Problem now is I don’t even have the choice to log in to my opensuse!

I believe if i change the booting sequence again i will manage to log in to opensuse and not in my windows 7 system. Is there a way to change this so that i can choose which operating system i would like to boot in?

Thanks in advance,
Jester

Hi, Jester:

Did you ever get this problem solved, through some other thread or Forum?

Are you still around, or did you disappear?

Are you still looking for an answer?

Sorry, but this is the first chance I have had to read this thread, and the lack of responses suggests to me that the others have somehow missed it, as well.

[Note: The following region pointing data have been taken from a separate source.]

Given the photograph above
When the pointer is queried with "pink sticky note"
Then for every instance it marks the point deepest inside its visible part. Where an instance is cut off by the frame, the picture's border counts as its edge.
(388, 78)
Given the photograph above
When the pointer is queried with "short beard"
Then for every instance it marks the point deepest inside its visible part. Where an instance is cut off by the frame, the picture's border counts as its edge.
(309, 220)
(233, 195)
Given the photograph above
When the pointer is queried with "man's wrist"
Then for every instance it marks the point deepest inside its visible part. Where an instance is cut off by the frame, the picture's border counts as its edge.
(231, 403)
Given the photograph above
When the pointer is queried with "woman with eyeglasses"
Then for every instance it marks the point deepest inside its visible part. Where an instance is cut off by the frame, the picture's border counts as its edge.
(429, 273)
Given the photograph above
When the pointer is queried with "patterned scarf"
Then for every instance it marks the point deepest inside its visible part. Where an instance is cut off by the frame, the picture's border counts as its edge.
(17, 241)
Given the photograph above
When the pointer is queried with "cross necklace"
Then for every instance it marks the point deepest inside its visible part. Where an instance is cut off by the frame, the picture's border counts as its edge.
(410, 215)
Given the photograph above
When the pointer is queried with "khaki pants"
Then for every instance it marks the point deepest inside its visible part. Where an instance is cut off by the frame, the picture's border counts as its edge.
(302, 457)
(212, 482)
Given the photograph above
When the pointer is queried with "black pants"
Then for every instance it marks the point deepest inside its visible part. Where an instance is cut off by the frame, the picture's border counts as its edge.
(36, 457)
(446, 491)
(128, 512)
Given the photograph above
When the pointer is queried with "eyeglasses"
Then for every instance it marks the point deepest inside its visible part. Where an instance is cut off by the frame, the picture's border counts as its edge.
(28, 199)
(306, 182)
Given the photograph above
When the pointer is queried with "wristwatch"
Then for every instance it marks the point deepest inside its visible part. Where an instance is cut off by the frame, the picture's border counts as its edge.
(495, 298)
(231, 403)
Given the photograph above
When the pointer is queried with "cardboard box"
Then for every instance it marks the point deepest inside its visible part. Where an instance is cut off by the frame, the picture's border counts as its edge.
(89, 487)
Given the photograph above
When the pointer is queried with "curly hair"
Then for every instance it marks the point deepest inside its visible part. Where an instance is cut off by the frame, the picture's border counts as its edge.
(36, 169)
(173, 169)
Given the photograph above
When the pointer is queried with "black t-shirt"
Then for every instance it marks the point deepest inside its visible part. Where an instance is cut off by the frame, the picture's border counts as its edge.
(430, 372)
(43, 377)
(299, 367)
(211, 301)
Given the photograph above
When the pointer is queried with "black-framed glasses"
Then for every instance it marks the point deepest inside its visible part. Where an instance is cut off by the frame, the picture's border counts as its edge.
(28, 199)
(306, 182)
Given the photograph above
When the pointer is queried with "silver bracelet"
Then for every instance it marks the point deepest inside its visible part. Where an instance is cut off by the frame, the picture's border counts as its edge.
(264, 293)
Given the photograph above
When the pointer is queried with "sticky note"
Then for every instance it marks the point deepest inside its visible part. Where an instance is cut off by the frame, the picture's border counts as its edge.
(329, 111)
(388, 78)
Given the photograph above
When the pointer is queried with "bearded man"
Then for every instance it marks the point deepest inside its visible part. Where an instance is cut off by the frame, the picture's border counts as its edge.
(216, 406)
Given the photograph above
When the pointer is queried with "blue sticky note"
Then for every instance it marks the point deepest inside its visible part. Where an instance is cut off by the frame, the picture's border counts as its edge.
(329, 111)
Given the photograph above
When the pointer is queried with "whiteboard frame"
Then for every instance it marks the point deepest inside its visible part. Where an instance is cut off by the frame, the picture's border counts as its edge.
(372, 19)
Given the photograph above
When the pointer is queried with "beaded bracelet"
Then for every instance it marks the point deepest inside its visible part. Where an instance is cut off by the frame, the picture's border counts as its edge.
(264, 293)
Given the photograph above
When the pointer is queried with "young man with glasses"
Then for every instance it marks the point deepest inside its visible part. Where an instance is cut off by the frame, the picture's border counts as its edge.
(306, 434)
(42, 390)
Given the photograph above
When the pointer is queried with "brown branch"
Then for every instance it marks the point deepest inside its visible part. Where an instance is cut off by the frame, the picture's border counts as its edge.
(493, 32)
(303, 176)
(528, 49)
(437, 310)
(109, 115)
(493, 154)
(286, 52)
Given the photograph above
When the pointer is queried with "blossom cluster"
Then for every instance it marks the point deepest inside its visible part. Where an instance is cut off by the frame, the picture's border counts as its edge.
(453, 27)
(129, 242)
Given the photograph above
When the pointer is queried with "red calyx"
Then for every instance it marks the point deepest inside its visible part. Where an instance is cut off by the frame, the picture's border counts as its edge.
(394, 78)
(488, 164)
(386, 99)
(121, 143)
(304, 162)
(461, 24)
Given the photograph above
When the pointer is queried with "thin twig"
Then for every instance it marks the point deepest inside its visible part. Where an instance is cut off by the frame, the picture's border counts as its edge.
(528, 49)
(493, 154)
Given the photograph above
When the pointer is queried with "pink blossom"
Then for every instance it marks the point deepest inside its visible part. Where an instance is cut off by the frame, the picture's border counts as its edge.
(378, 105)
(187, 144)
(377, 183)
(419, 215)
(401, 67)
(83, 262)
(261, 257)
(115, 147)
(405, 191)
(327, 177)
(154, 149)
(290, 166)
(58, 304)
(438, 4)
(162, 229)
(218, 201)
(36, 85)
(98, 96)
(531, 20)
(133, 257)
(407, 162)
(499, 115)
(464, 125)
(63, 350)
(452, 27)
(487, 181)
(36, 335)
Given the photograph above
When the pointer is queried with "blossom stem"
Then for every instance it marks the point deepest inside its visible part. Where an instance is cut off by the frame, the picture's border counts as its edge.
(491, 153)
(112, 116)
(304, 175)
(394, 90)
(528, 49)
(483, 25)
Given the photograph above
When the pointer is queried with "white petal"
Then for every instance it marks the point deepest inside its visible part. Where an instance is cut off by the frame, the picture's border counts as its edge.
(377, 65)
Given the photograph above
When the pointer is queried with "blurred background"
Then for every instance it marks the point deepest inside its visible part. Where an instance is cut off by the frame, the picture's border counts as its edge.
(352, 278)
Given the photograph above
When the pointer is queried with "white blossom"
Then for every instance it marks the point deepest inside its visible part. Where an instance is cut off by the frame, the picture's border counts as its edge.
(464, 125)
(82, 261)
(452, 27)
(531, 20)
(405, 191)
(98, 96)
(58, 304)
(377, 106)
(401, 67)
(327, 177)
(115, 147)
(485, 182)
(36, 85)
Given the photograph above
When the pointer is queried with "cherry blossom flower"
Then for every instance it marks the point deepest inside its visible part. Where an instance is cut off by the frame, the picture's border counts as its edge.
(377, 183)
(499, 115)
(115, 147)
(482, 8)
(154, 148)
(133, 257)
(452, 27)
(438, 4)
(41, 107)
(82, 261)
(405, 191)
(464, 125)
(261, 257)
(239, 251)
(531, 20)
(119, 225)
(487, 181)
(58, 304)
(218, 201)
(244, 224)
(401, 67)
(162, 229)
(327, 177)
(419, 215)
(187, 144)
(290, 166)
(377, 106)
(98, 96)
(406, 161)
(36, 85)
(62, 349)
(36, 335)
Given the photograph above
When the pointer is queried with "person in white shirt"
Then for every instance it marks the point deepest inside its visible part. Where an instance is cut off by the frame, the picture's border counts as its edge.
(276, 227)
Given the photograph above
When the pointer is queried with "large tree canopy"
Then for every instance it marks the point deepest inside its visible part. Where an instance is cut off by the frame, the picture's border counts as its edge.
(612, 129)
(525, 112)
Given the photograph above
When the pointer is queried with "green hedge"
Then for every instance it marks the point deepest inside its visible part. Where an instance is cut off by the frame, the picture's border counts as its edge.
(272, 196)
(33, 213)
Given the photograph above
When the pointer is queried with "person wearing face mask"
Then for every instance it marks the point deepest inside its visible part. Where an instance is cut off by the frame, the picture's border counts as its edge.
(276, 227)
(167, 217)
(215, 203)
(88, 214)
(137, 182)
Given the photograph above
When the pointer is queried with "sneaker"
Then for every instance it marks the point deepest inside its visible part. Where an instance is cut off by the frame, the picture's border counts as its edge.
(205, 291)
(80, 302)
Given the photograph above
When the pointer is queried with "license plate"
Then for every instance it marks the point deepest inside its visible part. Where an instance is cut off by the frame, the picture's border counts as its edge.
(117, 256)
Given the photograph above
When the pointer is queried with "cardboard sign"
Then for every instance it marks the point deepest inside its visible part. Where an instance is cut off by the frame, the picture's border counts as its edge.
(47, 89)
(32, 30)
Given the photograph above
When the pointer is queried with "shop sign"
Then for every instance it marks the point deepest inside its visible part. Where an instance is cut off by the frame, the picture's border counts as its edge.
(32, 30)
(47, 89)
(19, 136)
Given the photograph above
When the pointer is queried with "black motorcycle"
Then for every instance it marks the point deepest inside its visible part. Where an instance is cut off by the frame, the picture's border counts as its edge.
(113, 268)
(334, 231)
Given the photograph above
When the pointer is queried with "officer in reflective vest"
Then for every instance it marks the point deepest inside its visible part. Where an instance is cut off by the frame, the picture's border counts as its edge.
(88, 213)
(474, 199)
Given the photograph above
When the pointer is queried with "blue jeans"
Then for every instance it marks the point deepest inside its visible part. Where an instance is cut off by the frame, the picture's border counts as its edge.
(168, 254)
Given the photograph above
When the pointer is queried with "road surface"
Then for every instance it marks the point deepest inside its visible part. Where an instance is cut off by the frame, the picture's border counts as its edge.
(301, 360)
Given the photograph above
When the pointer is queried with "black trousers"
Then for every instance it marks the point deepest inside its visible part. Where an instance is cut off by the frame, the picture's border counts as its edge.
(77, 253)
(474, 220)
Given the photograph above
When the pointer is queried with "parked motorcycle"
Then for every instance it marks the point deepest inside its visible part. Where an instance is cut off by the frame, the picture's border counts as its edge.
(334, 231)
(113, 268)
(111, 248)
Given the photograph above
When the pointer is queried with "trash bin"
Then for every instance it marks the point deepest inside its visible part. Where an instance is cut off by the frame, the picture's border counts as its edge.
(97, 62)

If you are still around, reply to this post and we will see what we can do.

Good luck.

I have this problem with Windows 8. I have windows 8 on my 256 gb ssd and openSUSE installed on my 480 gb ssd so they are on separate drives. I can access each by changing the boot order through the motherboard but I would very much like the grub menu for choosing between the two.

Should I make a new thread for this or would that be considered double posting?

EDIT: What I have looked at so far is https://en.opensuse.org/SDB:Dual_boot_on_2_drives . The article seems outdated because it does not mention grub2 and I also do not have a grub.lst file.

I have a 2 disk setup, with suse on my 2nd partition of my 2nd drive, I used bootpart http://www.winimage.com/bootpart.htm to add grub to my winxp boot menu, but as vista+ don’t use the boot.ini file I switched to EasyBCD as a way to add grub to the win7 menu.
if the SUSE install properly detected windows you should be able to boot via grub if not you can try EasyBCD http://www.softpedia.com/get/System/OS-Enhancements/EasyBCD.shtml you just select the partition where grub is and it will add it as an option to window’s boot menu.

ps. I’ve found 8’s fast boot can be problematic if you access your partitions from a different OS (Linux can read and write to ntfs) any 8/8.1/10 user should disable fastboot as it may damage your filesystem.

Your best bet would be to start your own thread. There are other threads here that address that issue, but some of the best help will come your way with a new thread. It can be done properly with the Grub menu. Simply ask your question with a descriptive thread title, and in your question explain the problem again. Make certain you mention what system you are using, what version of openSUSE you are using, which desktop you are using (KDE, for example?), and it would be a good idea – since you are asking about setting Grub to get to your disks – to include the output from:

parted -l

That is a lower case L, not the numeral “1”

So that it can be properly read, make certain that you past the output between CODE tags.

To do that, in the forum message editor, icons at the top of the window, middle row near the right, click on the “#” icon. Your cursor will then be blinking between CODE tags. Paste your output there.

Also, include the output of:

fdisk -l

Minor differences in the output can sometimes add clues for the best solution.